Hrabia podszedł natychmiast do samuraja.
- Hej, usiądź. Nic już nie mów, musisz odpoczywać, byłoby niestosowne, by tak wielki człowiek jak Ty, uległ pod kaszlem czyż nie? - Diego starał się go podtrzymać, mając nadzieje że zaraz się wydobrzeje.
- Ty - Zwrócił się do gadziego sługi
- Macie tutaj jakiś… Jakeiś… Pszczoły, rozumiesz? To co produkują pszczoły! - Bariery językowe, z całą pewnością były kłopotliwe.
Anzai usiadł ostrożnie na ziemi, Mikado bardziej przejęty wydał się tym, że Diego śmiał podtrzymać jego wodza, niż jego stanem. Chwilę mu zajęło zanim zwrócił uwagę na słowa Juliana.
- Miód - tak, ale co to ma do rzeczy? Panu zaraz przejdzie. To po prostu kolejny atak. Nic z czym moglibyśmy coś zrobić.

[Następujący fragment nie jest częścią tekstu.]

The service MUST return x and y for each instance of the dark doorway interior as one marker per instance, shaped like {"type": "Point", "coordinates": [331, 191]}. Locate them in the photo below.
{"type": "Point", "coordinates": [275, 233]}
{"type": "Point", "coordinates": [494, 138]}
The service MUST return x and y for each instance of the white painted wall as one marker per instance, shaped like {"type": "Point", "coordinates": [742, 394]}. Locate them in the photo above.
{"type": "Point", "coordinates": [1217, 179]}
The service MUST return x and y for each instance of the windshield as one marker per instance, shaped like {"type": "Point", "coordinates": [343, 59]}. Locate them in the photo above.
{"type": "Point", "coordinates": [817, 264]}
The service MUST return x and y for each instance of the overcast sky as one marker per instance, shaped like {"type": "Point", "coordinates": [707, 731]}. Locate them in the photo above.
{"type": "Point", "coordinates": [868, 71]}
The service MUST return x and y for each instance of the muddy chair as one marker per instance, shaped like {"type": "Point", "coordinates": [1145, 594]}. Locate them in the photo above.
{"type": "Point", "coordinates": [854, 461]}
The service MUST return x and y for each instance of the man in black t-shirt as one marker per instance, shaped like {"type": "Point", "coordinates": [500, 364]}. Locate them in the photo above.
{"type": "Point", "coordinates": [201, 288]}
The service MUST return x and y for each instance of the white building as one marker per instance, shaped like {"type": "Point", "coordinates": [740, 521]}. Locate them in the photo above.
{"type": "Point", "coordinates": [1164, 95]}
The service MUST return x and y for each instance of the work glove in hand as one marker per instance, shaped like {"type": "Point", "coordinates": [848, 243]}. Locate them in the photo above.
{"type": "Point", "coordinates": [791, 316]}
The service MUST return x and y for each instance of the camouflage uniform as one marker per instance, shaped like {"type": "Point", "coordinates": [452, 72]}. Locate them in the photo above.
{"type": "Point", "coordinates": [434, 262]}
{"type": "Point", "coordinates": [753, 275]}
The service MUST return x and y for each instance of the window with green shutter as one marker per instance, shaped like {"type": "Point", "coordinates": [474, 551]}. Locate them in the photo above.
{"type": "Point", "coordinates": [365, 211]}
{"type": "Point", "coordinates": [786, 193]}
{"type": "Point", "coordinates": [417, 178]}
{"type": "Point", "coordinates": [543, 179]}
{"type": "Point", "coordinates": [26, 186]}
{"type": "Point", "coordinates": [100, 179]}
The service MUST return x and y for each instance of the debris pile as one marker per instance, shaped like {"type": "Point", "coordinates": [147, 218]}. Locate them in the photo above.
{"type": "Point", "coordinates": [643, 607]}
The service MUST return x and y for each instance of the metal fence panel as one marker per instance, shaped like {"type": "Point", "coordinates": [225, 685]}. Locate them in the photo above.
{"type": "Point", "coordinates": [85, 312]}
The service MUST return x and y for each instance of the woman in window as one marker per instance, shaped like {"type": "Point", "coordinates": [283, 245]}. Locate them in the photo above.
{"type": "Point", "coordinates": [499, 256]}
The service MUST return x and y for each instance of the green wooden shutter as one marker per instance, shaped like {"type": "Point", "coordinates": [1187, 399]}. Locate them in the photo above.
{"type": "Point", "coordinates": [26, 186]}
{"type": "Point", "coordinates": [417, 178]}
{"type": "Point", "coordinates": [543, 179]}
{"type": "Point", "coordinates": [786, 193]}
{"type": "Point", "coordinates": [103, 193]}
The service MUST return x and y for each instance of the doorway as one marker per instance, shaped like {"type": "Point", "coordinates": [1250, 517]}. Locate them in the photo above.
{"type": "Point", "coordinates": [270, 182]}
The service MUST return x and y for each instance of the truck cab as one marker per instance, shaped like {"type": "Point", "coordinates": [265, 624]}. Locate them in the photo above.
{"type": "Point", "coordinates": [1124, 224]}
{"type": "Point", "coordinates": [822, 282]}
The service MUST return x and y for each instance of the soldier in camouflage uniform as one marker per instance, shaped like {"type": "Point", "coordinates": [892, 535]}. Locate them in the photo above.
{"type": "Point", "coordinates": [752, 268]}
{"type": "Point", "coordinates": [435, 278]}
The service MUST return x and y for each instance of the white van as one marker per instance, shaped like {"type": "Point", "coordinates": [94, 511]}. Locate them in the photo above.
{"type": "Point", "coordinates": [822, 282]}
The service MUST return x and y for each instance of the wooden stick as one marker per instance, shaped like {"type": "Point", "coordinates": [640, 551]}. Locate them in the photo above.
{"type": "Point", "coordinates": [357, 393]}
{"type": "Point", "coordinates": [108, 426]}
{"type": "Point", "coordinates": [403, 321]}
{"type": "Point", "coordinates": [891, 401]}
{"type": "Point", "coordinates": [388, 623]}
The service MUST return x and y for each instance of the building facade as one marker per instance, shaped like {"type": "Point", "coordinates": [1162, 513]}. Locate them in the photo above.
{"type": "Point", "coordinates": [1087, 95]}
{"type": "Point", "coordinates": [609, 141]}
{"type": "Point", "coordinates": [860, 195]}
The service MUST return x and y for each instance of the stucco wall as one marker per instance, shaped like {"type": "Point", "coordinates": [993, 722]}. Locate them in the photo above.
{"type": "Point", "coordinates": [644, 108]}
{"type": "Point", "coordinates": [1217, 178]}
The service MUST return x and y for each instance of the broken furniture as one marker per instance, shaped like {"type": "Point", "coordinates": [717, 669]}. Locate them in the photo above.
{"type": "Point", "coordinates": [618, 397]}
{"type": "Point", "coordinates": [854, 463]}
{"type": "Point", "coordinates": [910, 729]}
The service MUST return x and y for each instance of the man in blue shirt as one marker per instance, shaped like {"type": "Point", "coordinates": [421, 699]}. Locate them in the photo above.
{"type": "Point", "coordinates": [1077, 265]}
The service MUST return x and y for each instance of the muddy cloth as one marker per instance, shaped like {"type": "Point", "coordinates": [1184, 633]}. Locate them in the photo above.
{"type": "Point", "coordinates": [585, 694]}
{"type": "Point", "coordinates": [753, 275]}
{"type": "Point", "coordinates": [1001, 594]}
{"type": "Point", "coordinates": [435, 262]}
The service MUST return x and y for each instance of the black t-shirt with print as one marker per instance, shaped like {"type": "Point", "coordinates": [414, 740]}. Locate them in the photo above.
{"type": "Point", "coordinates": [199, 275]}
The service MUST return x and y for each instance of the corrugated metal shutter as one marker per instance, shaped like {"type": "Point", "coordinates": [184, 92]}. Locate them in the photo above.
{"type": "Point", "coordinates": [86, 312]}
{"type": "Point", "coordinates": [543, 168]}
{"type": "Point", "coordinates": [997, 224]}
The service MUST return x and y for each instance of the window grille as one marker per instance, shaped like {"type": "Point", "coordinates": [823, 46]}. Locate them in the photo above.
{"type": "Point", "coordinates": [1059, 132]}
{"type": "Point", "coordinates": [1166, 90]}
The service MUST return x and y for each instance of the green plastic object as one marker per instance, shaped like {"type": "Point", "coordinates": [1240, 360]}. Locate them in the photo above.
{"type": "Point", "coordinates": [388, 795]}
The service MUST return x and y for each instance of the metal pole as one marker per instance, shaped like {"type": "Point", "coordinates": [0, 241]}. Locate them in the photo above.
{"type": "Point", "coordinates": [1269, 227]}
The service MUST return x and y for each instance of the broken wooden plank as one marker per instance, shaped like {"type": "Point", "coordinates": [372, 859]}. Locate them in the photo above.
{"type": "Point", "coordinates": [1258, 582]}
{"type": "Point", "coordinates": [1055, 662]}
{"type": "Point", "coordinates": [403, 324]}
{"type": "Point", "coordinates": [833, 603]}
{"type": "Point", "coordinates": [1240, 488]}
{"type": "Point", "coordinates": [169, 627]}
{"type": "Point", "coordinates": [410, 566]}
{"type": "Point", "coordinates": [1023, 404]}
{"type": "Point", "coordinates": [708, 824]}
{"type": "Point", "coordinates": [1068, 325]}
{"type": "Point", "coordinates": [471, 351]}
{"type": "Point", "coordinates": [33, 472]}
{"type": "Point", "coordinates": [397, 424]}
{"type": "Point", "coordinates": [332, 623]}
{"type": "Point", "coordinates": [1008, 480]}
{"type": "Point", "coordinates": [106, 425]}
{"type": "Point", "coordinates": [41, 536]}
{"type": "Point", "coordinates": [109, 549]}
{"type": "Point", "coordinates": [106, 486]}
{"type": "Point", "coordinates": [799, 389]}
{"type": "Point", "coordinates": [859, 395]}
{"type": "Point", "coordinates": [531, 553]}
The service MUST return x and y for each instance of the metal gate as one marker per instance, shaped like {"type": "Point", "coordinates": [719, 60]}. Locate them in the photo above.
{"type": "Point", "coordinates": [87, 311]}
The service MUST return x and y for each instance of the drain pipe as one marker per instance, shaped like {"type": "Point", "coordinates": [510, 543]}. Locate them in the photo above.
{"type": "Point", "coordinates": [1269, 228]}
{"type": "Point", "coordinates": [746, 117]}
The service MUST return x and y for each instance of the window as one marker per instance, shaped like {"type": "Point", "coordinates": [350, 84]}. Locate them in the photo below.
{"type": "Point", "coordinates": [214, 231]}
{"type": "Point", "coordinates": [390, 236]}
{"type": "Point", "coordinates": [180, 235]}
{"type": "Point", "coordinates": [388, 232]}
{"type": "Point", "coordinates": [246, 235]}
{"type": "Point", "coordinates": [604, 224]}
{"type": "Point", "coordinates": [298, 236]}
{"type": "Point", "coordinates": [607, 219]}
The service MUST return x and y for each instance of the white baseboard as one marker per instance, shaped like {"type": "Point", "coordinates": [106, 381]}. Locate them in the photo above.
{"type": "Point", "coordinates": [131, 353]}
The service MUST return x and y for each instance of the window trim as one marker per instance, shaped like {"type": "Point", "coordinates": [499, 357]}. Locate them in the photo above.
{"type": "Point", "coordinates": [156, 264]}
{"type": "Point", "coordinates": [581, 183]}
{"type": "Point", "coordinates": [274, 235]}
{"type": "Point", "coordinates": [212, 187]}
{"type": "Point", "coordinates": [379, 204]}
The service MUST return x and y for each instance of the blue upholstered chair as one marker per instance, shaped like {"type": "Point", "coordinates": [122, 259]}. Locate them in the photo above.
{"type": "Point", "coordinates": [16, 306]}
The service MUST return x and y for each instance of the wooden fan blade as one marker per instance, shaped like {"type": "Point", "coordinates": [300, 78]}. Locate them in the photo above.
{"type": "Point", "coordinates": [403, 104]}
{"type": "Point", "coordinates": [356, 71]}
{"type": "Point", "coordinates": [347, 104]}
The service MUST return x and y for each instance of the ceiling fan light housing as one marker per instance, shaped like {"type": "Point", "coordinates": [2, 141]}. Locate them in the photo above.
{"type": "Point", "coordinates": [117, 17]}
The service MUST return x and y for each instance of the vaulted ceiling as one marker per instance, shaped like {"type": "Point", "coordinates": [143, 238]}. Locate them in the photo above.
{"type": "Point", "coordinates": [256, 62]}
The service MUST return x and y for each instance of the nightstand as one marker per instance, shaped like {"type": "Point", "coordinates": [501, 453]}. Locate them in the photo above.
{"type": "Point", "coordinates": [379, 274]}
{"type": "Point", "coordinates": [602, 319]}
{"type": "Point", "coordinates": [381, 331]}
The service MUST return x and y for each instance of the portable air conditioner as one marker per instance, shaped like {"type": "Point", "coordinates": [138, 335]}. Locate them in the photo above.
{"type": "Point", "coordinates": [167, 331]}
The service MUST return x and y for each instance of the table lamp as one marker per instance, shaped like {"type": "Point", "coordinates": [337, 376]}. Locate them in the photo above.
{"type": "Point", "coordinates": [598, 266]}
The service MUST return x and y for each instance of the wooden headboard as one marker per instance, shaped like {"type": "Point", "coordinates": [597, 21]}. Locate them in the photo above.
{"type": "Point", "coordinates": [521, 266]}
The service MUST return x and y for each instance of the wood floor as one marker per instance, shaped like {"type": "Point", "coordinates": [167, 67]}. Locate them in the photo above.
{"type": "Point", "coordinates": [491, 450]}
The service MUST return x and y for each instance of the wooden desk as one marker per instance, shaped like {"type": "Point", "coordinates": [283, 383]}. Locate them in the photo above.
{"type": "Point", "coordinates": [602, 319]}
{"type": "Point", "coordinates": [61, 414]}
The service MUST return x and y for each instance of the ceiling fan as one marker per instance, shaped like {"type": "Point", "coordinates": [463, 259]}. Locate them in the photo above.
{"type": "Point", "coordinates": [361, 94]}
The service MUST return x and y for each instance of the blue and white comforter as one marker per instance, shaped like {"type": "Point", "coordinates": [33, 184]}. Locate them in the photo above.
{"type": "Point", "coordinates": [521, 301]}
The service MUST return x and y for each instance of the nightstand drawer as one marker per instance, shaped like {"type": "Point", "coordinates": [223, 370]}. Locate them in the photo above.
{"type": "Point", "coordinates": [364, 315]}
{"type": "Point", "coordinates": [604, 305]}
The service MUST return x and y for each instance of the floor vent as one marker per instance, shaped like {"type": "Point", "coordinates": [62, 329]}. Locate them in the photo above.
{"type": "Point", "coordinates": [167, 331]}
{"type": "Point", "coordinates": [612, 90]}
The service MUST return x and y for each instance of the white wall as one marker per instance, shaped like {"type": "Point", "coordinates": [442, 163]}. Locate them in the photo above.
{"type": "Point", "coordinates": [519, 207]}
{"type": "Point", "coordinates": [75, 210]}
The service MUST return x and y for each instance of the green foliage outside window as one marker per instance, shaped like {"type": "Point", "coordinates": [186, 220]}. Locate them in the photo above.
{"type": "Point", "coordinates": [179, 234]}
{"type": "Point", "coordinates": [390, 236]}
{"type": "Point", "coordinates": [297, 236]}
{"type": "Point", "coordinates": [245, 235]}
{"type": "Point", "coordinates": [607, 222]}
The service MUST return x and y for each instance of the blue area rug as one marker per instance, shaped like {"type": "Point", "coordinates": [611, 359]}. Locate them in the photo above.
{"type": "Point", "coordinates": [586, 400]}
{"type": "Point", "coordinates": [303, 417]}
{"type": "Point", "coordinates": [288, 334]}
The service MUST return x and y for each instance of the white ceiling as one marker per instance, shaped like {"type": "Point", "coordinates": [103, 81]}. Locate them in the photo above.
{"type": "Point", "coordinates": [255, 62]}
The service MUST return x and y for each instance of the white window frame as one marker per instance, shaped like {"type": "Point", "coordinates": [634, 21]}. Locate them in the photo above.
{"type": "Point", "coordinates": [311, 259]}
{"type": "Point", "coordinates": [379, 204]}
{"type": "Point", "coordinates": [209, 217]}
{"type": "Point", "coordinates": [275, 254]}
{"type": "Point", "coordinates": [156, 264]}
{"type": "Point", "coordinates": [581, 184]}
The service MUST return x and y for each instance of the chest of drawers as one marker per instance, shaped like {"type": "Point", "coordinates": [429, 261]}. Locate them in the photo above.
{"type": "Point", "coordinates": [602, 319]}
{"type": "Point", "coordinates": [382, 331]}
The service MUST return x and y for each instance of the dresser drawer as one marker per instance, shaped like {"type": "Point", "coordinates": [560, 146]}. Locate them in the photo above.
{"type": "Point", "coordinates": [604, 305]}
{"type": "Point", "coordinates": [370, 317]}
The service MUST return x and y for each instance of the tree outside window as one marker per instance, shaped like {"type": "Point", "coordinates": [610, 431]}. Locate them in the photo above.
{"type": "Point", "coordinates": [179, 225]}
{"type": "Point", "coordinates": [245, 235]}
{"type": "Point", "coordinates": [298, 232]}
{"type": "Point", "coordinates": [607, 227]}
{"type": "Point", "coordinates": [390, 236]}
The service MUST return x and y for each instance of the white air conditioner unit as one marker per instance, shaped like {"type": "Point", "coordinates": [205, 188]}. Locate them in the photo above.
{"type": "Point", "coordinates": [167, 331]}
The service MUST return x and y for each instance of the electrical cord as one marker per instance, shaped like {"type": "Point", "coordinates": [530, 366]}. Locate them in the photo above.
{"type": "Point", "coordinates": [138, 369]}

- W moim kraju, uważany jest za doskonały środek, który pomaga w leczeniu gardła. - Wyjaśnił Diego.
- Być może nie uleczy, ale powinien zapewnić chociaż chwilową ulgę, warto spróbować, czy sądzisz że gapienie się jest lepszym sposobem? - Powiedział nieco zirytowany.
- Dobrze… zaraz wrócę - powiedział Mikado zostawiając Diego samego z Anzaiem, któremu stopniowo się polepszało. Uspokajał się powoli, w końcu przestając kaszleć. - Dziękuję… jeśli chcesz możesz już wracać do swoich ludzi jeśli chcesz.
- Nie mamy już nic do przedyskutowania. Pij miód, dobrze jeśli dodasz go do mleka. Znajdź sobie też jakiegoś osobistego medyka. Zawsze będzie to jakaś podpora dla twoich ludzi, którzy z pewniścią są tutaj dla Ciebie, a każdy taki atak jest dla nich zagrożeniem - Diego pomógł mu usiąść
- Swoją drogą, następnym razem, nie zmuszaj mnie do zdejmowania butów, rozumiem wasze zasady, ale jest to strasznie kłopotliwe…- rzucił prędzej żartem, jednak znacznie by to ułatwiło.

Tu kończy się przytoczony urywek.